制作者(webmaster)
野嵜健秀(Takehide Nozaki)
初出
「kotobaseek」
公開
2001-06-13
改訂
2002-06-22

ウェブサイトとアクセス數

ネガティヴなアクセス向上論

なぜアクセス向上を狙ふのかを、最初に考へて貰ひたい。澤山の人に見て貰へなくとも、少數の仲間内で樂しくやつてゐられればそれで良い、と云ふコンセプトでウェブサイトを運營しても良いからである。實際、仲間内だけのサイトの方が、和氣藹々としてゐて、樂しい事が多い。
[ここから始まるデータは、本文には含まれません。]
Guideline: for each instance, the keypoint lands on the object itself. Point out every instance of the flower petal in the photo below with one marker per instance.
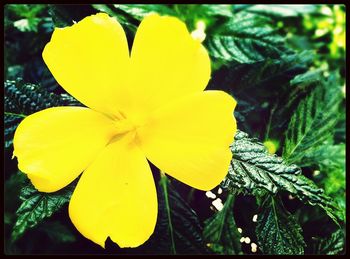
(167, 63)
(116, 197)
(90, 60)
(55, 145)
(189, 139)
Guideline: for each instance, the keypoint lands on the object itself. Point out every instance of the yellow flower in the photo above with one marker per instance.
(146, 105)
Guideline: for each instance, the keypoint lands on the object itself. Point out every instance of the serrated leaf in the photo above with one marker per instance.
(253, 168)
(220, 231)
(285, 105)
(37, 206)
(313, 121)
(333, 245)
(326, 157)
(282, 11)
(182, 232)
(246, 38)
(25, 98)
(277, 231)
(58, 232)
(11, 121)
(22, 99)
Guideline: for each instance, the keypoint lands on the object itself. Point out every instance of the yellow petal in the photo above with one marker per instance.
(90, 60)
(166, 62)
(116, 197)
(189, 139)
(55, 145)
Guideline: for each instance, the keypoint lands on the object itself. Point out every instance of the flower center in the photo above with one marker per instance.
(124, 128)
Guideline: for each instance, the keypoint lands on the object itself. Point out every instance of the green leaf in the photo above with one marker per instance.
(277, 231)
(326, 157)
(37, 206)
(58, 232)
(25, 98)
(287, 102)
(313, 121)
(22, 99)
(178, 227)
(11, 121)
(139, 11)
(246, 38)
(333, 245)
(282, 11)
(260, 77)
(220, 231)
(66, 14)
(253, 169)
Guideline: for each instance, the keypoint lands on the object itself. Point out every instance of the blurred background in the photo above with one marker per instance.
(260, 46)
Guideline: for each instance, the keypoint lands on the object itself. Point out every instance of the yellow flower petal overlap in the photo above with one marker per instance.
(149, 104)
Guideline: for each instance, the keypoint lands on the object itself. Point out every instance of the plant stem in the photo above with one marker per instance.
(164, 183)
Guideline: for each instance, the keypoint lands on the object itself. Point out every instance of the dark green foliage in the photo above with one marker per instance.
(21, 99)
(220, 231)
(330, 246)
(282, 11)
(246, 38)
(260, 77)
(313, 122)
(277, 230)
(11, 122)
(57, 232)
(182, 234)
(253, 169)
(24, 98)
(287, 81)
(37, 206)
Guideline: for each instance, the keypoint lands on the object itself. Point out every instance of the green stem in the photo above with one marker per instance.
(164, 184)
アクセス數が増えると、同時に嫌な事も増える。「荒し」等の攻撃を受けたり、ダイレクトメールが大量に屆いたりする。それでもアクセス向上を目指すには、何か積極的な理由があつた方が良い。

アクセス數と閲覽者數は別

アクセス數だけがサイトの價値を表すのではない。同じ100アクセスでも、100人の人に1囘づつ見て貰ふのと、10人の人に10囘づつ見て貰ふのとでは意味が違ふ。後者の方が、そのサイトは魅力的だ。1囘見ただけですぐ閲覽者が別の所に行つてしまふ樣なサイトを作つてはいけない。
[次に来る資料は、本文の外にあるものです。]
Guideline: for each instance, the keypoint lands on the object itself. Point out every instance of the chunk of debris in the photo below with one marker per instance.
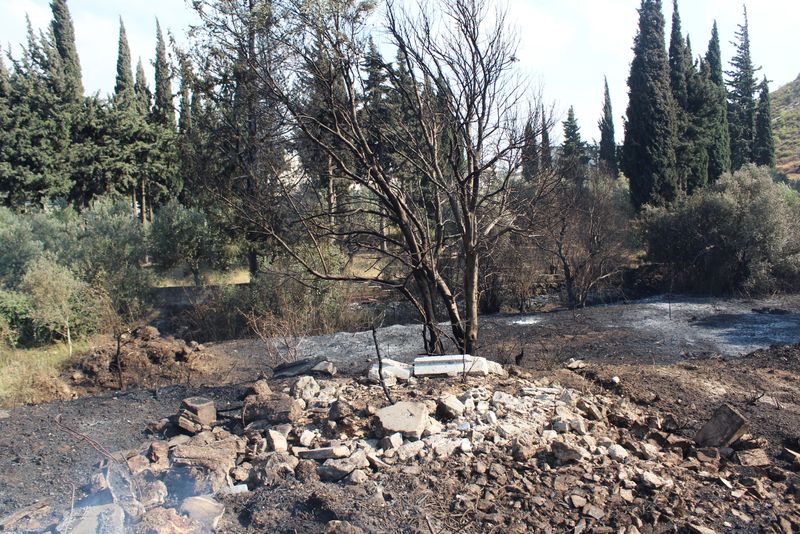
(309, 366)
(204, 509)
(725, 426)
(305, 388)
(408, 418)
(449, 407)
(453, 365)
(753, 458)
(392, 369)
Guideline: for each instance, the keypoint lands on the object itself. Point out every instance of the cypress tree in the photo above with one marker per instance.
(547, 153)
(648, 152)
(123, 88)
(64, 41)
(741, 99)
(608, 146)
(142, 91)
(719, 150)
(764, 144)
(163, 108)
(572, 159)
(530, 150)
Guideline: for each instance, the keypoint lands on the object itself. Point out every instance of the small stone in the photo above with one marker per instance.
(261, 388)
(305, 387)
(202, 408)
(307, 438)
(391, 442)
(617, 452)
(204, 509)
(753, 458)
(276, 441)
(325, 453)
(449, 407)
(577, 501)
(408, 418)
(357, 477)
(409, 450)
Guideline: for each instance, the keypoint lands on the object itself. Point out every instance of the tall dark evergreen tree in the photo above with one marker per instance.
(546, 150)
(64, 41)
(163, 107)
(530, 151)
(764, 144)
(719, 150)
(648, 152)
(123, 87)
(608, 145)
(741, 99)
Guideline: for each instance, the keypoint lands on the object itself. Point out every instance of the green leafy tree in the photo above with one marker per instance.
(54, 294)
(530, 151)
(741, 99)
(64, 36)
(719, 149)
(648, 152)
(608, 145)
(573, 157)
(764, 144)
(547, 152)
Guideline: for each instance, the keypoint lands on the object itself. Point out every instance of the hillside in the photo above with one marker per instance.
(786, 120)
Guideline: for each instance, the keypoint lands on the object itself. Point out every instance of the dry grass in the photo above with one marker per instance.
(31, 375)
(177, 278)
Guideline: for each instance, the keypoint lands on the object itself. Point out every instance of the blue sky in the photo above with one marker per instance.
(566, 46)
本當に好きな事を書いてゐるのなら、同じ趣味・信條の人が何度でも來て呉れる。同好の士は、心強い身方である。新規の閲覽者を稼ぐ努力をするよりも、常連さんに何度も來て貰へるやうなサイトづくりをしたい。

それでもアクセス數にこだはるのなら

ウェブで人氣を得るのも、實社會で人氣を得るのと同じ要領が必要だ。出版社で言へば、編輯と營業の兩方が良くなければ本が賣れない。ソフト會社で言へば、制作と營業の兩方が良くなければソフトウェアが賣れない。

本當に大事な事

強調しておきたいのだが──ウェブサイトの作成者は、常連さんを裏切つてはいけない。それは、アクセス數を稼ぐ事よりも、もつと大事な事だ。アクセス向上の努力を怠つてサイトを閑散とさせてしまつては詰らないが、アクセス數を伸ばす爲にサイトを運營する意味そのものを無くしてしまふのはもつと詰らない事だ。
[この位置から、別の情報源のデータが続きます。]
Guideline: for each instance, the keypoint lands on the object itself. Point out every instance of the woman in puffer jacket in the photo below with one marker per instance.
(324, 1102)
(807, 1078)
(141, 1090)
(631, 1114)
アクセス數を伸ばす爲に、人に媚びるやうな文章を書いてはならない。好きでもない事を書いて人を集めようとしても、すぐにばれる。ばれたら、閲覽者はすぐに去つてしまひ、二度と戻つて來ない。だから制作者は、自分の好きな事だけを扱ふやうにすべきだ。

ウェブで「何をやりたいのか」を自覺し、自分で決めた道を迷はず進むべし。自分のやりたい事なんて實社會ではさうさう出來ないのだから、せめてウェブでは徹底的にやるべし。